| name | test.result.analyzer |
| description | Parse ctest and sanitizer output, summarize failures, identify root causes, and track test coverage for Orpheus SDK builds. |
Test Result Analyzer
Purpose
The Test Result Analyzer skill parses test output from ctest, Google Test, and sanitizers (ASan, TSan, UBSan) to provide actionable summaries of test failures and quality issues.
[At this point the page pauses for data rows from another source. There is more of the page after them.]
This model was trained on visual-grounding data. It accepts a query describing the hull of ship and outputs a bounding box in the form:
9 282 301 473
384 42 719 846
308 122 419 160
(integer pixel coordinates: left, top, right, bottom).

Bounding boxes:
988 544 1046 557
This skill helps maintain Orpheus SDK's 98%+ test coverage standard and ensures sanitizer-clean builds.
Core Capabilities:
- Parse ctest and Google Test output
- Extract sanitizer error reports (AddressSanitizer, ThreadSanitizer, UBSan)
- Identify failing tests by module
- Suggest likely root causes
- Track coverage trends
- Generate concise failure summaries
When to Use
Trigger Patterns:
- After running
ctestor test suites - CI/CD test failures
- Debugging test regressions
- Coverage analysis requests
- Keywords: "test", "ctest", "sanitizer", "ASan", "TSan", "UBSan", "coverage", "failures"
- File patterns:
Testing/Temporary/LastTest.log,build/test_output.txt
Do NOT Use When:
- Analyzing production logs (not test output)
- Performance profiling (use profilers, not test output)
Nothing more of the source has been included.